Emin Yıldız yazdı
Ölümle başlayıp cennete varan,
Uzunca bir yoldur, burdan ötesi.
Bir meçhul korkudur ruhunu saran.
En kritik nokta surdan ötesi.
Kimine sefadır, alemi kabir.
Kimine ezadır, azabı kebir.
Bin kere tükenir tahammül, sabır.
Bu noktaya varış, zordan ötesi.
Tedbirden vaz geçme, davranma gafil.
Saltanat beklerken, olursun sefil.
Sura üflemekle memur, İsrafil.
Bu surla başlıyor sırdan ötesi.
Her beden dirilir nebat misali.
Gayret ve sabırla bekler visali.
Ve yeni bir surla ibret timsali,
Bedenle ruh olur bir den ötesi.
Yeni var oluşla, yeni bir hayat,
Mahşer yeri artık yevmel arasat.
Ruhlarda vehim ve endişe kat kat.
Belki sonsuz azap, şurdan ötesi.
Ameller yazılır, çizilir tek tek.
Teraziyle miskal ölçülene dek.
Ne çetin azaptır, karar beklemek.
Utanıp sıkılmak, ardan ötesi.
Sıratı mustakim üzere yaşa,
Sıratı, korkusuz geç baştan başa.
Allah hiç vadinden döner mi?
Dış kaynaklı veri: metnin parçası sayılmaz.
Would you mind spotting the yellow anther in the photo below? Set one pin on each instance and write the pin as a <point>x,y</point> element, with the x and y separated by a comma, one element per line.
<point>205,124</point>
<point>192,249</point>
Haşa!
Cenneti âlâ dır nardan ötesi.
İmanı hakiki, ameli salih,
Bir kula gülerse dünyada talih,
Cennettir mekânı, apaçık sarih.
Var mıdır, böyle bir vardan ötesi?
Salih amel ile düşsek yollara,
Mevlanın ikramı bitmez kullara.
Karışmadan ateşlere küllere,
Hak cemali görmek, nurdan ötesi,
Eminim ki olmaz burdan ötesi.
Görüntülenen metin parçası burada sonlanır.